Embryonic stem cells depend on specific transcription factors, in combination with external signals, to maintain their characteristic undifferentiated state and their abilities to both renew themselves and become any cell type. More than a dozen transcription factors seem to play a role in one aspect of stem cell maintenance or another — from maintaining pluripotency to controlling cell cycle progression, as do the transcription regulators p300 and Suz12.
“This particular group of factors is responsible for maintaining the self-renewal and pluripotency of the embryonic stem cells,” explained Singapore Stem Cell Consortium Executive Director Alan Colman in a statement.
Still, there is a dearth of information about the genes that are actually regulated by these transcription factors. In 2006, Ng and his team began mapping the transcriptional control of two of the transcription factors, Oct4 and Nanog. That work appeared in Nature Genetics. Similarly, in a paper published earlier this year in Cell, another group of investigators assessed regulation by nine transcription factors in mouse stem cells.
For the latest work, Ng and his colleagues expanded their view to get more in-depth information about transcriptional regulation in mouse stem cells using ChIP-Seq. They combined chromatin immunoprecipitation with massively parallel short-tag-based sequencing, done using the Illumina Genome Analyzer, to map transcription factor and regulator binding sites across the genome in E14 mouse embryonic stem cells.

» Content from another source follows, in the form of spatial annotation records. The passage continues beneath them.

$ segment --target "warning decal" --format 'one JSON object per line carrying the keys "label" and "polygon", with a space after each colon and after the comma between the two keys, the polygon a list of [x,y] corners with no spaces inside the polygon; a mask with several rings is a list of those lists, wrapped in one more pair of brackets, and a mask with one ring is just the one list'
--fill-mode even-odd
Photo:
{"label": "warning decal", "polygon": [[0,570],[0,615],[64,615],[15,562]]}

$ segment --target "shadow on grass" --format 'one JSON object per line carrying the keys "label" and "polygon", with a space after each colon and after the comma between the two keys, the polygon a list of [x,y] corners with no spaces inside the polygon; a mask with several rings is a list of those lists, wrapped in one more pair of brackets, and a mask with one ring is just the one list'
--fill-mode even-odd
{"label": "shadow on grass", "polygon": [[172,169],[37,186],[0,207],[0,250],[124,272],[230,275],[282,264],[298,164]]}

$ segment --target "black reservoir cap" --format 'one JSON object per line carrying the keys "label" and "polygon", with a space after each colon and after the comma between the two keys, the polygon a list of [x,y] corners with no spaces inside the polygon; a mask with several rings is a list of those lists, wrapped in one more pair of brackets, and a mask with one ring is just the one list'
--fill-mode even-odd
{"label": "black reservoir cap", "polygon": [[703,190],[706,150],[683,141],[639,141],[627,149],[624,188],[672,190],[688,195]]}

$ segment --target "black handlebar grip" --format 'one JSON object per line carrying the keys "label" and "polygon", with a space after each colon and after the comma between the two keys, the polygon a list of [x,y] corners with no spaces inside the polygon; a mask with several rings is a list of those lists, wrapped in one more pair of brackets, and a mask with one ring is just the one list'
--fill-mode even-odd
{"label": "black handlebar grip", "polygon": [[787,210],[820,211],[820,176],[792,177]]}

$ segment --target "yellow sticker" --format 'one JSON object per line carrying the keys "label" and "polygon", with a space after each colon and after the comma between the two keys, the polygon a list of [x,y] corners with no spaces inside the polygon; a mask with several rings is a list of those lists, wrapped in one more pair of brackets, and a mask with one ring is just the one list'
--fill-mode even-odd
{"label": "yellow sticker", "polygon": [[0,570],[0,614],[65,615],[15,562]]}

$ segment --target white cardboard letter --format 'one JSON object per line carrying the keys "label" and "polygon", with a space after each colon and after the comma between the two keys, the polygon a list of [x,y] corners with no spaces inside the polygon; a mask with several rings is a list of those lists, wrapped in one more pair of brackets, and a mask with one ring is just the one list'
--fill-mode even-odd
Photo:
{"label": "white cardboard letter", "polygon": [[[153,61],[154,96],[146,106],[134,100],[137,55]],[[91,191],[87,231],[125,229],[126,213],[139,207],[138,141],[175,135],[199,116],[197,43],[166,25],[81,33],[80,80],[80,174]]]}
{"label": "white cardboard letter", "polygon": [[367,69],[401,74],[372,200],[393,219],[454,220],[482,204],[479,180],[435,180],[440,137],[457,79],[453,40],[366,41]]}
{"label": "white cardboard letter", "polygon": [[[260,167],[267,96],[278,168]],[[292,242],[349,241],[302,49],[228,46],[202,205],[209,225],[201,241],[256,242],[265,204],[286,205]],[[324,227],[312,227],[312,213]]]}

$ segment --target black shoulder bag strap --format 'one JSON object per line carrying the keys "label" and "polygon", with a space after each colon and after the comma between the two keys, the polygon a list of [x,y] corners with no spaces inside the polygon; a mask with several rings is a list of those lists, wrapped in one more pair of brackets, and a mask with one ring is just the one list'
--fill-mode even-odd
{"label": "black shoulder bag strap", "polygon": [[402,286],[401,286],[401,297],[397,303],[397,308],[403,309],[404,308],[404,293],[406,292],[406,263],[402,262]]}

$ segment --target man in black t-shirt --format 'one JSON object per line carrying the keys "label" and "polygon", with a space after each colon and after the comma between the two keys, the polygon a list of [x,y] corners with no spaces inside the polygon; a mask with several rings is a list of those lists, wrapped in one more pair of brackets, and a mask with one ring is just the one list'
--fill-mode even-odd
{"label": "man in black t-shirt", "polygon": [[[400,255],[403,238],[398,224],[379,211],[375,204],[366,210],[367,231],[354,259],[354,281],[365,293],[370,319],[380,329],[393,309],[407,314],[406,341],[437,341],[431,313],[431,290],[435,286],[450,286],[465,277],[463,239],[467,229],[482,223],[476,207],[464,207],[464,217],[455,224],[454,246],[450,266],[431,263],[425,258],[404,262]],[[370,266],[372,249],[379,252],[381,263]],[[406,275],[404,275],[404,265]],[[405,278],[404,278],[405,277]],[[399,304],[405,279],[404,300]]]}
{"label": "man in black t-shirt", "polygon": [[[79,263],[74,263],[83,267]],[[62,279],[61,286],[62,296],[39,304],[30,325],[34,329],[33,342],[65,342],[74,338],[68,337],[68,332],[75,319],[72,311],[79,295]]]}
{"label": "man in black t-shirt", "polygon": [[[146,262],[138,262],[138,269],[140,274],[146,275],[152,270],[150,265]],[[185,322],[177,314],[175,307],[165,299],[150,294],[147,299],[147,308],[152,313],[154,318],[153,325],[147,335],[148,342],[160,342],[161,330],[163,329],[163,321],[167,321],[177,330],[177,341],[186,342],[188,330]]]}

For the 13 transcription factors tested, they found between roughly 1,100 and 39,600 binding sites in the mouse stem cell genome. When the team mapped the binding sites, they found nearly 3,600 hotspots in the genome — areas that are prone to binding by several of the transcription factors.
Subsequent mapping and gene expression analyses revealed that certain transcription factors tend to work together, producing distinct gene expression effects on the groups of genes they regulate.
In particular, the researchers identified sets of transcription factors in parts of the genome that were akin to enhanceosomes — areas in which specific transcription factors collaboratively bind enhancer DNA and help recruit other activators. For instance, the researchers discovered that three transcription factors — called Nanog, Oct4, and Sox2 — seem to recruit the transcription regulator p300.
The researchers also started untangling the complex interplay between signaling pathways and transcriptional networks. They noted, for example, that the Nanog-Oct4-Sox2 group of transcription factors, in collaboration with the transcription factors Smad1 and STAT3, seem to unite two main signaling pathways influencing embryonic stem cells.
The researchers cautioned that many of the binding sites could be non-functional or indirect interactions. But, they added, looking at the binding profiles of several transcription factors at once helped cut through some of this noise, pinpointing parts of the genome that were most likely to be related to stem cell biology.
“This blueprint that we obtained is like a treasure map, pointing us to specific sites where we can further study how these switches interact within the cell,” co-senior author Chia-Lin Wei, a senior group leader at the Genome Institute of Singapore’s Genome Technology and Biology Group, said in a statement. “Hopefully, this will eventually allow us to unlock the secrets of stem cells.”